Forecasting AI Progress is a large-scale, comprehensive forecasting tournament dedicated to predicting advances in artificial intelligence. It's an excellent opportunity to make sense of one of this century’s most important technologies, and for you to continue developing their forecasting abilities in a tournament with real-world stakes and prize money on the line.

Out-of-sample Questions

Each round of the Forecasting AI Progress features questions that are out-of-sample—by which we mean that these questions resolve after the tournament is judged and the prizes disbursed. You’ll be able to readily identify these questions, as these usually span time-frames in excess of two years.

Your performance on these questions will not affect the score in the tournament, nor your tournament ranking. However, despite this, these questions might be the most important to answer to contribute to an understanding of the future of AI. Moreover, these predictions will feature in the analyses produced for the Dreyfus Prize (prizes awarded to five authors of best analyses of the long-term future of Artificial Intelligence).

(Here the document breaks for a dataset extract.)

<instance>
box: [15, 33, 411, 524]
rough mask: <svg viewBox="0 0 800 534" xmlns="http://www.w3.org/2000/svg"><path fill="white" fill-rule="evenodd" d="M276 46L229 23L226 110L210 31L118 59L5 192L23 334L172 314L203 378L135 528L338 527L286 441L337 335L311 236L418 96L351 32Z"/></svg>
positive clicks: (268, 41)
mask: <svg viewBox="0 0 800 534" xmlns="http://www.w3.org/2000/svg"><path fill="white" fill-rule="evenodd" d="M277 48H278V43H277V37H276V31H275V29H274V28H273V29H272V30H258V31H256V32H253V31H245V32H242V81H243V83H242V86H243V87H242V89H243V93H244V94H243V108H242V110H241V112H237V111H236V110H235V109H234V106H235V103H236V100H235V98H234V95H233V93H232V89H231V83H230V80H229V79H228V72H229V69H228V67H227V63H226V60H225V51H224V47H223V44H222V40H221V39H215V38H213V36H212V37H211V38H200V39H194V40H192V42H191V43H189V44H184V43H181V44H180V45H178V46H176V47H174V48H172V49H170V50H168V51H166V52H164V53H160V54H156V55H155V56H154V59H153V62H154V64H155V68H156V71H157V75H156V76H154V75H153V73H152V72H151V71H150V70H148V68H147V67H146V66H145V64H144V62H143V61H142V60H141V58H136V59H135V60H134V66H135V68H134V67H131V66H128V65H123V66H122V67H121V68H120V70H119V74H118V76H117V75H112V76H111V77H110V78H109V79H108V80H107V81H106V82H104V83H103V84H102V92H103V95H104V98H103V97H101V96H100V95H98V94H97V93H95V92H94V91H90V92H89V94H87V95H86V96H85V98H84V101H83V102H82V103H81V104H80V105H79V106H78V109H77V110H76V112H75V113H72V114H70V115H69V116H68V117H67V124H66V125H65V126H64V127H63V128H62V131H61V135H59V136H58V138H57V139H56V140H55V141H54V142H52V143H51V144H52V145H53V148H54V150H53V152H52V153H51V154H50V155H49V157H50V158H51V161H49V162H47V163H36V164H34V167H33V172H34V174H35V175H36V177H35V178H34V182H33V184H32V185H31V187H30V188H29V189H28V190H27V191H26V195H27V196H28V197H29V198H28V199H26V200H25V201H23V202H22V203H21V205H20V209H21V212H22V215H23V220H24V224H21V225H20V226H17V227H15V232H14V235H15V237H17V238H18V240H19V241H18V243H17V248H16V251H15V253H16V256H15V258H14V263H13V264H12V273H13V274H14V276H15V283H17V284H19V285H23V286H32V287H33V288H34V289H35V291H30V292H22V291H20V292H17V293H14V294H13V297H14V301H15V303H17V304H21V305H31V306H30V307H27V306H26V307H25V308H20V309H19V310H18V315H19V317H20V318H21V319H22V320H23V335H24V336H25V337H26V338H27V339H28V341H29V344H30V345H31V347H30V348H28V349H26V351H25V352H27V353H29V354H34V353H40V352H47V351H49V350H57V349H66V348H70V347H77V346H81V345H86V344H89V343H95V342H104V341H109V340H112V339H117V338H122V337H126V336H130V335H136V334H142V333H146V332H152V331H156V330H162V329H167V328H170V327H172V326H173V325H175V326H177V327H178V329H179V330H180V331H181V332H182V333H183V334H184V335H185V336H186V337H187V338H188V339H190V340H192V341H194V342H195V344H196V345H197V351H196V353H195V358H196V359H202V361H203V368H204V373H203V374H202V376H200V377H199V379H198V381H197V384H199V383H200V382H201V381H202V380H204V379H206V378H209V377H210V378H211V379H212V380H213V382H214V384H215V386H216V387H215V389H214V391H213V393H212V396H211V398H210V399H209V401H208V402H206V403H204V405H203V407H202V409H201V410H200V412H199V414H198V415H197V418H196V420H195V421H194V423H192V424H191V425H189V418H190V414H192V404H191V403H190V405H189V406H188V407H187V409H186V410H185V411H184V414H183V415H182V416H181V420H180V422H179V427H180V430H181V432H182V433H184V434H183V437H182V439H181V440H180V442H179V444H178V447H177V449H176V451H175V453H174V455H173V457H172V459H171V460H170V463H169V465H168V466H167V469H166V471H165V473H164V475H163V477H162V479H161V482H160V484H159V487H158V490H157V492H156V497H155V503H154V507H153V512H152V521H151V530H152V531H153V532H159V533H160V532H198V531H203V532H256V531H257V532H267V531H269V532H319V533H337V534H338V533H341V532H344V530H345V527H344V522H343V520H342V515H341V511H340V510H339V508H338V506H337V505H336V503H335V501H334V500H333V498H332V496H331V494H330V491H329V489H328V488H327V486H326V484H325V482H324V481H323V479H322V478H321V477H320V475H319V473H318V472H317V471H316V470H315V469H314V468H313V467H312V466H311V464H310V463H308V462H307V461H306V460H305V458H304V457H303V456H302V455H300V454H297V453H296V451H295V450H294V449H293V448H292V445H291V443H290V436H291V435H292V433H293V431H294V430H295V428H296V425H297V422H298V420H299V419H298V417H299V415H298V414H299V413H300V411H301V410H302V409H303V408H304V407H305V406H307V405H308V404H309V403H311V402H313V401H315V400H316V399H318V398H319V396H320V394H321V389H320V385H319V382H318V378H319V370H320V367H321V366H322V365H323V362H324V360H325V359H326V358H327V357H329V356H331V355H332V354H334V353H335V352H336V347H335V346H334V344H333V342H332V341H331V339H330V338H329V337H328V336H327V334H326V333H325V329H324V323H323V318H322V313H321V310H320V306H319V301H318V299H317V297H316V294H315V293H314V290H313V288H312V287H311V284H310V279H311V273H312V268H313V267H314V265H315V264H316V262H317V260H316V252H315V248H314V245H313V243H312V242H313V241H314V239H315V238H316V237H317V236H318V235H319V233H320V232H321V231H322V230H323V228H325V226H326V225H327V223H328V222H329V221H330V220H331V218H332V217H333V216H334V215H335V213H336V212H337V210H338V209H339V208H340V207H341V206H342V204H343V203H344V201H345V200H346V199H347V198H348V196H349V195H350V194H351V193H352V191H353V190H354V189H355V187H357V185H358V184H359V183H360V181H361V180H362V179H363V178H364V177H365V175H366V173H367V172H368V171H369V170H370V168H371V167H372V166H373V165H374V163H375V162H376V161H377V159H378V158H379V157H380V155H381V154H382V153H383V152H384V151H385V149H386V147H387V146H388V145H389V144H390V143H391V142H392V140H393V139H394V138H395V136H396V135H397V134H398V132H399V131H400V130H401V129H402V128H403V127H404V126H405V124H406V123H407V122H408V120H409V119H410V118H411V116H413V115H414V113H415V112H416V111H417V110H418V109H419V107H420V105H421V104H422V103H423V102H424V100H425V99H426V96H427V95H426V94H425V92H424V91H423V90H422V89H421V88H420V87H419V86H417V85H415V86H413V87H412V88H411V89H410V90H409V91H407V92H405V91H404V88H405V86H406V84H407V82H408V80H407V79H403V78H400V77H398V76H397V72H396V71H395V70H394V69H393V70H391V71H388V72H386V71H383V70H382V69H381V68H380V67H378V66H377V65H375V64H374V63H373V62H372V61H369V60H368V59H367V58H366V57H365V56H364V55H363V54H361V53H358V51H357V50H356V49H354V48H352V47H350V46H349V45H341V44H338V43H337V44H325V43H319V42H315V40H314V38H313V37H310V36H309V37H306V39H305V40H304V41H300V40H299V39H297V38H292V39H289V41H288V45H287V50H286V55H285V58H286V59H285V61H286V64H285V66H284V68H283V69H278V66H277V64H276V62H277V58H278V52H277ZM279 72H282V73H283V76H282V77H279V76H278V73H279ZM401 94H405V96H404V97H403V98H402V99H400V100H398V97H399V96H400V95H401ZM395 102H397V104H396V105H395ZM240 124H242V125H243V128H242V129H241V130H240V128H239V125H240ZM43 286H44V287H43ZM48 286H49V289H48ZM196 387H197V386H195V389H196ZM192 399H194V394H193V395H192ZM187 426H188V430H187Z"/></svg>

Like we do for all forecasts, we will still be tracking everyone’s performance on these questions even though these take more than three years to resolve. This way, you’re able to see how well you can forecast at long time-scales, and we can train our systems on long-horizon forecasting data.

Answering All Questions

To qualify for prizes, you will need to answer all the questions in the tournament, including the out-of-sample questions. This is important to us because we ultimately want to produce a dataset of forecasts spanning many time-frames, so that we can evaluate how predictive accuracy varies over time-horizons.

Dreyfus prize [Coming Soon]

The Dreyfus prize is awarded to five authors of best analyses of the long-term future of Artificial Intelligence. A total of $6,500 will be awarded to the top five authors. Each participant is limited to a single entry.

Analyses might take the form of well-reasoned arguments and/or appropriate models for predictions on questions related to the long-term future of AI that are run in the tournament. Other analyses we would like to see are those that synthesize the predictions that are made in the course of the tournament, that draw out their key implications, and assemble these into a coherent view of the future of AI. Judges will look for analyses that are insightful, well-reasoned, and elucidating of some aspects of the future of AI. Authors should demonstrate a keen understanding of both forecasting and AI.